Newsmaker

Monday, November 30, 1998

Name: Puongpun Sananikone
Age: 53
Education: UH; University of Colorado
Occupation: President, Pacific Management Resources Inc.


A true multicultural being

Puongpun Sananikone considers himself a "hybrid being" that sprouted at the East-West Center, then bloomed all over the world.

Sananikone, an economist, has worked on every continent. He speaks six languages and feels as comfortable in Syria as he does in Nepal. In fact, the Vietnamese-American Chamber of Commerce of Hawaii chose him, a Laotian-American, as chairman.

This "new being" took root in 1964-68 when Sananikone studied at the University of Hawaii under a scholarship from the East-West Center, where he lived in a completely international community.

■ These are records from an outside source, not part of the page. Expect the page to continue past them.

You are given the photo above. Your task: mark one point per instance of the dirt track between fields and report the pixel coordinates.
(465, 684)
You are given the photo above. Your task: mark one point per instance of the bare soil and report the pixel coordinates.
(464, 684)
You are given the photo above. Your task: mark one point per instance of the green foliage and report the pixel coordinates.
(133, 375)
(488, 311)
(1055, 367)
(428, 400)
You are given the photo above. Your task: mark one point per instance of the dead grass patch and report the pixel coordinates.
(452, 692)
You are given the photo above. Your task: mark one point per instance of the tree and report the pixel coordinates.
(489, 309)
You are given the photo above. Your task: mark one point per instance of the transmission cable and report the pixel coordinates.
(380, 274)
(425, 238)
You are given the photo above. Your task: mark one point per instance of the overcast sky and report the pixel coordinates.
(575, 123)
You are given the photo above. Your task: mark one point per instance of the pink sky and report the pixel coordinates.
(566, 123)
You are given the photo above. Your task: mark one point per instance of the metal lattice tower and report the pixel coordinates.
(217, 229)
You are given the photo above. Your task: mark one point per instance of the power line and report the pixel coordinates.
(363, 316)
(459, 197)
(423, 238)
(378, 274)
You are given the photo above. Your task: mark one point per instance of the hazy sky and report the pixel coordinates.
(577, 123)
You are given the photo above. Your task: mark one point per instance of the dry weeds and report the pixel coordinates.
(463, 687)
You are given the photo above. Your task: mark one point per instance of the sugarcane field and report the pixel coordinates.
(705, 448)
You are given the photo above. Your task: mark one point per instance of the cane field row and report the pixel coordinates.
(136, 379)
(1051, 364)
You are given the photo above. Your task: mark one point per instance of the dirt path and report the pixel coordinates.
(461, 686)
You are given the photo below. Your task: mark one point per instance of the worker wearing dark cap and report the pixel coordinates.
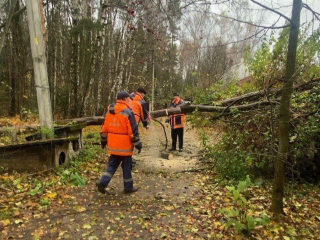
(120, 133)
(140, 107)
(177, 122)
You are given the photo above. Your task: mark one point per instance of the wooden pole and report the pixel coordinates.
(152, 93)
(40, 67)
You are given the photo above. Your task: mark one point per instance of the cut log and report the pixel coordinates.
(166, 155)
(272, 91)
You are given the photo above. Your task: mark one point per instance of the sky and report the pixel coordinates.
(285, 7)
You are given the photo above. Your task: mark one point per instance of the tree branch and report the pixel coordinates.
(306, 6)
(272, 10)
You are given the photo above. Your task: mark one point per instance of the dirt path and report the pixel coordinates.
(162, 208)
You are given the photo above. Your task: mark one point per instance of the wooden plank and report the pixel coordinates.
(40, 142)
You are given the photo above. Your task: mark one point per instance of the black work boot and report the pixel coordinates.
(134, 189)
(101, 188)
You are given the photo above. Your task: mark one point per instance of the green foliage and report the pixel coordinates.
(38, 188)
(47, 132)
(240, 215)
(268, 62)
(73, 175)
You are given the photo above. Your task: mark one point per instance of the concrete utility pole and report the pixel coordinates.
(152, 93)
(284, 113)
(40, 67)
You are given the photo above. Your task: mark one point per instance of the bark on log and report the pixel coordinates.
(272, 91)
(188, 108)
(98, 120)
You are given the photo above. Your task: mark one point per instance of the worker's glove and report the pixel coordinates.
(138, 147)
(104, 140)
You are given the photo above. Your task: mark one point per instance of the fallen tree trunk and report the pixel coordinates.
(225, 109)
(272, 91)
(188, 108)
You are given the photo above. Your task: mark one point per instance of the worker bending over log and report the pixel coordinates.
(177, 122)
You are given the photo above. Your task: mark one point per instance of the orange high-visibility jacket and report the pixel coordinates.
(177, 120)
(121, 129)
(177, 101)
(139, 108)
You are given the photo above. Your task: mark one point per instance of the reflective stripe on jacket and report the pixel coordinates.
(121, 128)
(139, 108)
(177, 120)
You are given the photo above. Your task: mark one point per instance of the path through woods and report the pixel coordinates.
(163, 206)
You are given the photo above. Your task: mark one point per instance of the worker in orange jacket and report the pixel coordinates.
(177, 122)
(120, 133)
(140, 107)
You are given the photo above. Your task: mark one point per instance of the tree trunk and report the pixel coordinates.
(284, 118)
(6, 29)
(40, 67)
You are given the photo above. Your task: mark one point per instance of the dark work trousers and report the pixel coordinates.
(178, 132)
(114, 162)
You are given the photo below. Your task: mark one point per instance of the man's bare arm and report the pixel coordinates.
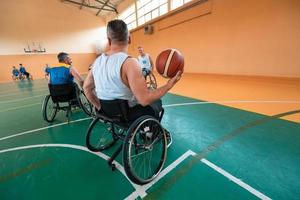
(138, 86)
(76, 75)
(151, 63)
(89, 87)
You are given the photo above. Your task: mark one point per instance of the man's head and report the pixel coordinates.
(117, 32)
(64, 58)
(141, 50)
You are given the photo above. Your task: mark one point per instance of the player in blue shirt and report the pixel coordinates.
(64, 72)
(145, 61)
(15, 73)
(24, 72)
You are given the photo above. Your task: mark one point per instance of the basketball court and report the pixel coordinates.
(235, 127)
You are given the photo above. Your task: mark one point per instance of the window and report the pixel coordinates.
(177, 3)
(128, 16)
(150, 9)
(143, 11)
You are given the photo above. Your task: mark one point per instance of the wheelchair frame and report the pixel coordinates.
(150, 81)
(79, 98)
(142, 137)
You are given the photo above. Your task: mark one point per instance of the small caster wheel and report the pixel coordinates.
(113, 167)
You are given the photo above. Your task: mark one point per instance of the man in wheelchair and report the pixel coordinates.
(145, 62)
(116, 87)
(63, 89)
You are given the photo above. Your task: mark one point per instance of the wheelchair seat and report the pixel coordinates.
(63, 92)
(69, 95)
(114, 111)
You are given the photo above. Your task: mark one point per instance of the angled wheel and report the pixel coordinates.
(49, 109)
(151, 81)
(99, 135)
(84, 103)
(145, 150)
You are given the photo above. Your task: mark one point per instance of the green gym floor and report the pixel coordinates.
(218, 152)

"The center was unique in the 1960s," Sananikone said. "By bringing people together to live, study, research and train, it created a whole new type of human being because of the cross-cultural experience. It opened new doors for me and gave me a lifetime of friends and professional contacts."

Sananikone feels a strong commitment to the center and has devoted years of volunteer work, as well as serving as a chairman of the East-West Center Alumni executive board. For his commitment, he received the 1998 Outstanding Service Award from the alumni's Hawaii Chapter.

The center now claims prominent alumni around the world in government and business. Almost 20 hold key positions at the Asian Development Bank.

"The East-West Center was the perfect preparation for all the things I've done internationally," he said.

And he's done many things in his colorful and broad life.

Sananikone was in the third group of Laotian students to get scholarships from the East-West Center. He met his Vietnamese wife there. They returned to what was then the Kingdom of Laos. He later completed his master's degree in Colorado and returned to his home country to lead the royal government's economic and social planning department.

In 1975, Laos, like its neighbors, fell to communism. Sananikone took a job at the Asian Development Bank in Manila. He then moved to New Jersey for eight years, where he worked his way up to chief economist at Louis Berger International, a leading international engineering consulting company.

He later returned to Hawaii and eventually started Pacific Management Resources Inc., an international consulting company that mainly works on projects in developing countries.

In recent years, the firm's focus has been on the Asia-Pacific region. Projects include coastal resource management in the Philippines, power plants in China, export processing zones in Vietnam, and financial management training in Laos.

His two grown children work on the mainland. In his spare time, Sananikone does "weekend farming" with his wife on seven acres of leased land in Waimanalo.

Sananikone is concerned about the changes at the East-West Center. Along with budget cuts in recent years by the federal government, the focus has also turned to more research than interaction and understanding among people.

"If it's just research, then it's no different from places in the mainland," he said, recalling the impact the center had on him. "I was not the same Laotian. I became a really whole new type of human being altogether because of my cross-cultural experiences."